Elle a déclaré son état de santé consolidé au 8 octobre 2019. Par lettre du 28 août 2020, elle a notifié à la société sa décision d'attribuer au salarié un taux d'incapacité permanente partielle (IPP) de 12 %.
Contestant cette décision, la société a saisi la commission médicale de recours amiable (la CMRA), qui par lettre du 17 décembre 2020 lui a notifié sa décision de rejeter son recours en confirmant la décision de la caisse.
Elle a poursuivi sa contestation en saisissant le tribunal judiciaire du Havre, pôle social qui, après avoir ordonné une expertise médicale confiée au Dr [H], a, par jugement du 30 mai 2024 :
- entériné le rapport d'expertise du Dr [H] du 16 janvier 2024,
- déclaré opposable à la société le seul taux de 5 % en ce qui concerne la maladie professionnelle de M. [J],
- condamné la caisse primaire d'assurance maladie de [Localité 7] [Localité 6] [Localité 4] aux dépens, en ce compris les frais d'expertise taxés à la somme de 500 euros,
- rappelé que la décision était exécutoire à titre provisoire.
La caisse a fait appel par déclaration expédiée le 9 juillet 2024.

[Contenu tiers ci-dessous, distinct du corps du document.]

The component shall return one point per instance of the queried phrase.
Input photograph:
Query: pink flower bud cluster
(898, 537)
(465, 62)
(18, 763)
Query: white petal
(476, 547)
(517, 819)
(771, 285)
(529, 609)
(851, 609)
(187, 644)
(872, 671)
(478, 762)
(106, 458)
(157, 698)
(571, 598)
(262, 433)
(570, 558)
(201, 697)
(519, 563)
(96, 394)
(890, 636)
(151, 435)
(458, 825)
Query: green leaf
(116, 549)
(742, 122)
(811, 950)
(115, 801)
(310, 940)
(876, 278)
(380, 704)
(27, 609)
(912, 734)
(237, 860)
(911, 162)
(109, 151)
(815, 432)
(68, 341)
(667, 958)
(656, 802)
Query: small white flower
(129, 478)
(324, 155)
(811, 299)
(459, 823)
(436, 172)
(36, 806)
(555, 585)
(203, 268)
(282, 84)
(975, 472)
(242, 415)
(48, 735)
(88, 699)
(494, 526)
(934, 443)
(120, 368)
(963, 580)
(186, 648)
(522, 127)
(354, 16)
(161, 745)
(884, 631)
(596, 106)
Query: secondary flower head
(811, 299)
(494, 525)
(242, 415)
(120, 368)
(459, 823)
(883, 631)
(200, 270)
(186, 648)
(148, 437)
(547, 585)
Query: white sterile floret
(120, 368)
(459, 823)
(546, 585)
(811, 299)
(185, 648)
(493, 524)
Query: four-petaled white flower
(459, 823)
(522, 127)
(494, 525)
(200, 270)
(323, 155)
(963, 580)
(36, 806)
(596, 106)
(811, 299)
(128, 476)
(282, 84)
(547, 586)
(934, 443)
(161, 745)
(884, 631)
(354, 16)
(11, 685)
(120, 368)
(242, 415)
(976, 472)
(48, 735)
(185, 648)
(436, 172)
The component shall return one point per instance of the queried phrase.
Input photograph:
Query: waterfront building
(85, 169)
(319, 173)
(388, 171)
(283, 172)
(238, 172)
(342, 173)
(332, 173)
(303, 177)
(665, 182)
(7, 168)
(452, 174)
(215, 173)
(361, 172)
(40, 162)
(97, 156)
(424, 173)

PRÉTENTIONS ET MOYENS DES PARTIES :
Soutenant oralement à l'audience ses écritures remises au greffe, la caisse demande à la cour de :
à titre principal :
- infirmer le jugement,
- confirmer la décision de la commission de recours amiable du 7 décembre 2020 confirmant le taux d'IPP de M. [J] de 12 %,
- confirmer le taux d'IPP global de 12 %,
- rejeter les demandes de la société,
- condamner la société aux dépens,
à titre subsidiaire, si la cour estime que subsiste un litige médical :
- ordonner une mesure de consultation sur pièces, la mission de l'expert devant se limiter à fixer le taux d'incapacité permanente partielle à attribuer à M. [J] à la date de consolidation fixée au 8 octobre 2019.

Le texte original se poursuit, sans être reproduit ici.